Ristic, G., Sutton, J. R., Libohova, K. and Todi, S. V. (2018). Toxicity and aggregation of the polyglutamine disease protein, ataxin-3 is regulated by its binding to VCP/p97 in Drosophila melanogaster. Neurobiol Dis [Epub ahead of print]. PubMed ID: 29704548
Summary:
Among the nine dominantly inherited, age-dependent neurodegenerative diseases caused by abnormal expansion in the polyglutamine (polyQ) repeat of otherwise unrelated proteins is Spinocerebellar Ataxia Type 3 (SCA3). SCA3 is caused by polyQ expansion in the deubiquitinase (DUB), ataxin-3. Molecular sequelae related to SCA3 remain unclear. This study sought to understand the role of protein context in SCA3 by focusing on the interaction between this DUB and Valosin-Containing Protein (VCP). VCP is bound directly by ataxin-3 through an arginine-rich area preceding the polyQ repeat. The importance of this interaction was examined in ataxin-3-dependent degeneration in Drosophila melanogaster. Assays with new isogenic fly lines expressing pathogenic ataxin-3 with an intact or mutated VCP-binding site show that disrupting the ataxin-3-VCP interaction delays the aggregation of the toxic protein in vivo. Importantly, early on flies that express pathogenic ataxin-3 with a mutated VCP-binding site are indistinguishable from flies that do not express any SCA3 protein. Also, reducing levels of VCP through RNA-interference has a similar, protective effect to mutating the VCP-binding site of pathogenic ataxin-3. Based on in vivo pulse-chases, aggregated species of ataxin-3 are highly stable, in a manner independent of VCP-binding. Collectively, these results highlight an important role for the ataxin-3-VCP interaction in SCA3, based on a model that posits a seeding effect from VCP on pathogenic ataxin-3 aggregation and subsequent toxicity.

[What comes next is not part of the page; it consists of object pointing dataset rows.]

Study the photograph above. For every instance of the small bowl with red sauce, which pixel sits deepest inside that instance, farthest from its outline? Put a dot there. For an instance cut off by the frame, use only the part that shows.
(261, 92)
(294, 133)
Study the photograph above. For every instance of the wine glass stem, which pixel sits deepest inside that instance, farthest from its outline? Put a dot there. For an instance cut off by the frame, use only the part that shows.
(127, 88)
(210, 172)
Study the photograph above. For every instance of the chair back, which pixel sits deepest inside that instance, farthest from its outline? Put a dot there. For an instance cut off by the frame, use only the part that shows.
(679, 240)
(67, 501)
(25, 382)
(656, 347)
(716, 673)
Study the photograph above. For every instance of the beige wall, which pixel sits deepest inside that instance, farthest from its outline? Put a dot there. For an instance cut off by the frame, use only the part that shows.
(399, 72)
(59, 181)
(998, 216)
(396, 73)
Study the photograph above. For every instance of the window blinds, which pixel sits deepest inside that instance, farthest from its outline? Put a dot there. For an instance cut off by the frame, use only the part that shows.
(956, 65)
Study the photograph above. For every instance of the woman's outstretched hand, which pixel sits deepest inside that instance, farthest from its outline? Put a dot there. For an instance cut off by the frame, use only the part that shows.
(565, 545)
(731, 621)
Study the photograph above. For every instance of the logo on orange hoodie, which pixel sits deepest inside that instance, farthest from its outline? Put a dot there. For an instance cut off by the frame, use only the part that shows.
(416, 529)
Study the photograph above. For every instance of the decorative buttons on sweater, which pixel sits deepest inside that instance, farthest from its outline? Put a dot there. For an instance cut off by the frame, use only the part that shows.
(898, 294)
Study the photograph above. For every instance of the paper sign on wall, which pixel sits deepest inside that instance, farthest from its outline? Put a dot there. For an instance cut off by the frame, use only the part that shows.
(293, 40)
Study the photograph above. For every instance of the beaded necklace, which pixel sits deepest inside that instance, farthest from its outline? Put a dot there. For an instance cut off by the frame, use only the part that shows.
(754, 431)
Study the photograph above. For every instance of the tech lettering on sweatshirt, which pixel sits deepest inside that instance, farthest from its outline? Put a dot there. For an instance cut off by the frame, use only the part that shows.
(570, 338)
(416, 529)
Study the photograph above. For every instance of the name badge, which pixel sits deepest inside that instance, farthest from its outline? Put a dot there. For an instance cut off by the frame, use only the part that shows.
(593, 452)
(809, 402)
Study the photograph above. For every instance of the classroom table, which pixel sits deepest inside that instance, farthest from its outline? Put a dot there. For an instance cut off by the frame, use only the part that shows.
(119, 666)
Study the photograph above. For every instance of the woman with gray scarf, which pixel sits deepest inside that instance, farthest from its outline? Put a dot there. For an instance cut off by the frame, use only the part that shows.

Jonson, M., Nystrom, S., Sandberg, A., Carlback, M., Michno, W., Hanrieder, J., Starkenberg, A., Nilsson, K. P. R., Thor, S. and Hammarstrom, P. (2018). Aggregated Abeta1-42 is selectively toxic for neurons, whereas glial cells produce mature fibrils with low toxicity in Drosophila. Cell Chem Biol [Epub ahead of print]. PubMed ID: 29657084
Summary:
The basis for selective vulnerability of certain cell types for misfolded proteins (MPs) in neurodegenerative diseases is largely unknown. This knowledge is crucial for understanding disease progression in relation to MPs spreading in the CNS. This issue was addressed in Drosophila by cell-specific expression of human Abeta1-42 associated with Alzheimer's disease. Expression of Abeta1-42 in various neurons resulted in concentration-dependent severe neurodegenerative phenotypes, and intraneuronal ring-tangle-like aggregates with immature fibril properties when analyzed by aggregate-specific ligands. Unexpectedly, expression of Abeta1-42 from a pan-glial driver produced a mild phenotype despite massive brain load of Abeta1-42 aggregates, even higher than in the strongest neuronal driver. Glial cells formed more mature fibrous aggregates, morphologically distinct from aggregates found in neurons, and was mainly extracellular. Theses findings implicate that Abeta1-42 cytotoxicity is both cell and aggregate morphotype dependent.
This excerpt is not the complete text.